Les poids, dans l’ordre de lidia : 482, 504, 502, 623,
511, 531 kgs.
Denis Loré : Cornada grave, en début de faena –
Reçut proprement le premier, très armé, et le mit en place. Après le
premier puyazo poussé "a mas", un quite par faroles inversés, risqué.
Une partie du public, plus « éclairée » que les professionnels, lui
demanda de laisser le toro charger « depuis le centre », et fit arrêter
le castigo, d’autant que le toro n’avait pas tenu ses promesses. Ce fut
une erreur, Loré se retrouvant, dès le premier muletazo, avec un toro
affichant beaucoup de sentido et encore plus de violence. Le torero fit
quelques passes par en bas, quelques pas vers le centre, et la cornada
arriva d’un coup sec, Loré étant enlevé par la cuisse droite, le corps
montant, tournant autour du piton et tombant au sol où le toro le
chercha encore. La cornada était certaine et le blessé fut évacué très
rapidement. Quelques minutes plus tard, l’équipe chirurgicale du docteur
Gouffrant était intervenue, avec le professionnalisme que l’on sait, et
le diestro était évacué sur la clinique Paulmy. Au bilan : Cornada
grave, à double trajectoire de 15 et 25 cms, qui ne saigne pas beaucoup,
ne touche aucun vaisseau principal, mais fait de gros dégâts
musculaires.
Pendant ce temps, le toro est seul dans le ruedo, la
corne droite ensanglantée. Domingo Lopez Chaves va prendre la suite,
réussissant à éviter de gros « arreones » pleins de furieuse traitrise.
Le Salmantino tua comme il le put, et sua « la gota gorda » au
descabello.
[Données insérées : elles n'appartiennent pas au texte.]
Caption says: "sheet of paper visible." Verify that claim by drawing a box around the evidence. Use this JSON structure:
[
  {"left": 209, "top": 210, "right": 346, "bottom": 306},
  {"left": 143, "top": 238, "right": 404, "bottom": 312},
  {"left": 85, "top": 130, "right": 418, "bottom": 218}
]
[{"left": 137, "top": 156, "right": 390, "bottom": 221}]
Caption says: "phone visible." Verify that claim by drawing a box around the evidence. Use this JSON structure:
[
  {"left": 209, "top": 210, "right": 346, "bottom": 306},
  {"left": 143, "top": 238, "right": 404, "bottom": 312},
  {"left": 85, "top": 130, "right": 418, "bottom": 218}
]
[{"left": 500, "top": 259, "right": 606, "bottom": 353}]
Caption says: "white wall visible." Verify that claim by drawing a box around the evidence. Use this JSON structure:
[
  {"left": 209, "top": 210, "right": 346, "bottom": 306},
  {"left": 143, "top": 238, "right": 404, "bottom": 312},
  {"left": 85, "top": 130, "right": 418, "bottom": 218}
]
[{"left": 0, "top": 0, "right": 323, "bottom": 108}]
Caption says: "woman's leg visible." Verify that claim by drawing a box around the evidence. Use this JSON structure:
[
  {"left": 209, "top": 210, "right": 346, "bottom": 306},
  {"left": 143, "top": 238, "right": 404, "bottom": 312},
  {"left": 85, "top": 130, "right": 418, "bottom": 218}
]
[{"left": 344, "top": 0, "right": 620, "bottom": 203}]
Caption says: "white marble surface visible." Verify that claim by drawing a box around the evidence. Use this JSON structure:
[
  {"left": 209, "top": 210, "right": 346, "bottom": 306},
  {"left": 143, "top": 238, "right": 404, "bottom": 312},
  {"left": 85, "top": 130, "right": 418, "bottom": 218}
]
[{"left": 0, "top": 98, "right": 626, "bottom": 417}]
Denis Loré hors de combat, on décida « d’inverser l’ordre
des deux toros suivants, pour laisser reposer Lopez Chaves.
Domingo Lopez Chaves : Deux oreilles et
« Petite » division – A remporté un triomphe « de vaillant » et « de
torero », face au troisième de la soirée, du nom de « Cardon ». Il le
doit aussi à une troisième puyazo, très appuyé, de son picador Miguel
Angel Herrero, tandis que le public grondait.
Ce toro arriva à la muleta, hyper dangereux à droite,
comme put immédiatement le vérifier le diestro. Muleta main gauche,
Lopez Chaves « essaya », réussissant « à faire avaler » une, puis deux
« semblants de naturelles » au malandrin. Le torero alors « se planta »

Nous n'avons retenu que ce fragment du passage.